- The Washington Times - Monday, October 6, 2014

Obamacare has made most prison and jail inmates eligible for Medicaid in states that expanded the federal-state health program, according to a new study Monday from the Government Accountability Office — but few inmates are actually getting the kinds of services that can be reimbursed by federal taxpayers.

In California, which is one of 27 states to have expanded Medicaid under Obamacare, 72 percent of prison and jail inmates are now eligible for the health program, the GAO said. By contrast, in North Carolina, which didn’t expand its program, just 2 percent are eligible.

But even in California, only a little more than 2 percent of inmates got the kind of care that the federal government will reimburse — meaning that despite many inmates being eligible for the program, few of them were actually drawing extra money from federal taxpayers.

“While the majority of inmates in states with Medicaid expansion are likely eligible for Medicaid, just a small proportion of inmates are likely to receive services eligible for federal Medicaid funds,” the GAO said.

Under Obamacare, states had the choice of leaving their Medicaid program untouched or expanding it to raise the income threshold for those who qualify for coverage. If they increased the threshold, the government promised to cover 100 percent of the new costs through 2016, then pare it down to 90 percent by 2020. More than half of the states have chosen the expansion.

But federal law limits what medical services can be reimbursed with federal money, and federal officials have deemed most inmate medical care out of bounds, concluding that states should be responsible for the health care of their inmates. The chief exceptions are when inmates are admitted to a hospital for a stay of 24 hours or more.

The GAO found that expansion would make 80 percent of inmates in New York, and 90 percent of inmates in Colorado, eligible for Medicaid. In California, it’s 72 percent — with the rest not qualifying because they are in the country illegally. Obamacare generally prohibits illegal immigrants from getting benefits.

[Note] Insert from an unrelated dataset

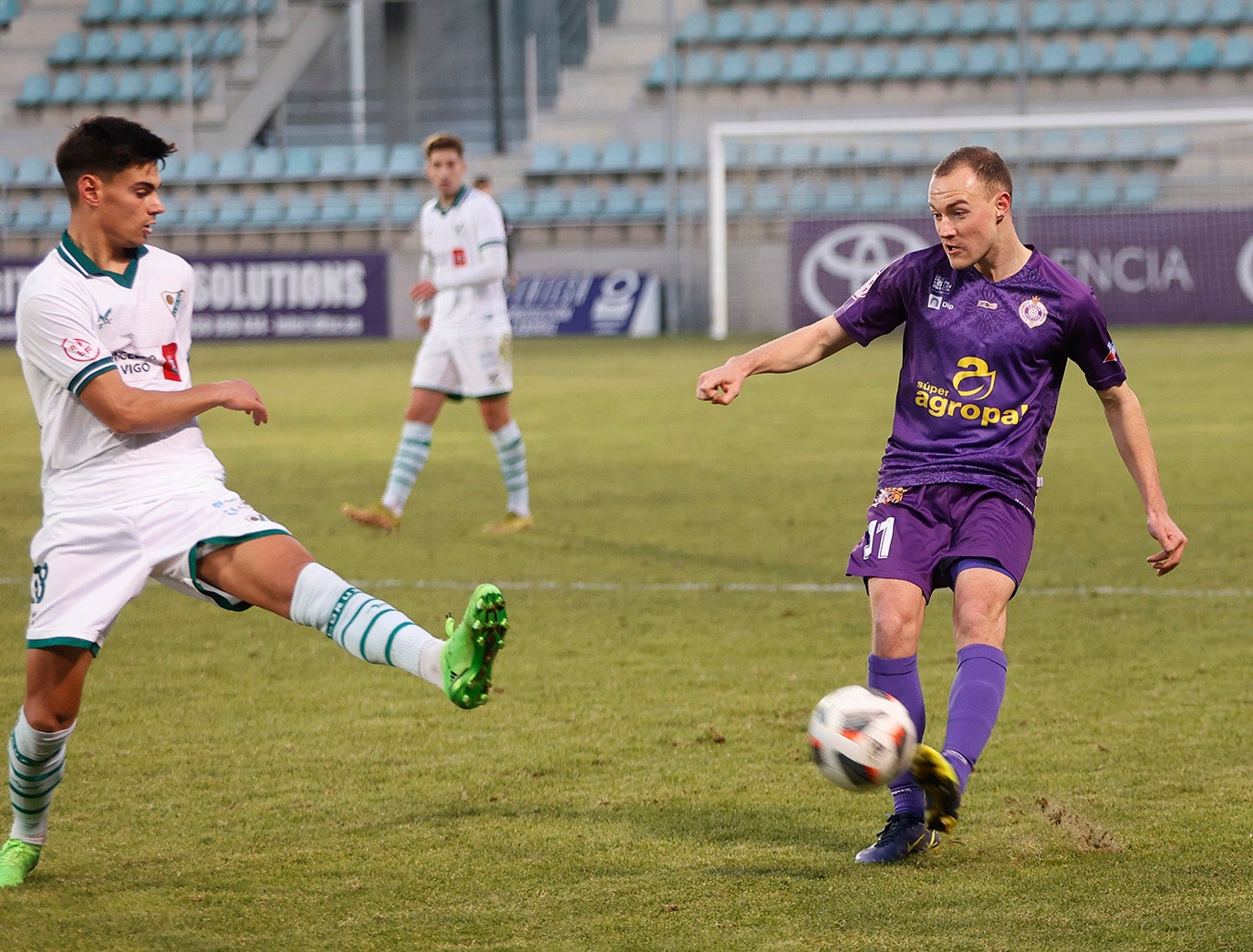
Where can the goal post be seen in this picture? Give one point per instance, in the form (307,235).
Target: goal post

With those restrictions, the government ended up paying $1.3 million for inmates’ care in Washington state in 2013 and $38.5 million for care in California, investigators said.

Colorado and New York — two other states that GAO investigators looked at that expanded Medicaid — couldn’t provide a dollar amount for federal reimbursement for inmates’ care.

Expansion of Medicaid was one of the most controversial parts of Obamacare. Congress had tried to make it mandatory, saying that states either had to expand or else drop all of their Medicaid program.

But a 2012 Supreme Court ruling said that was an unconstitutional imposition on states. The justices’ decision said states instead had an option of whether to expand or not.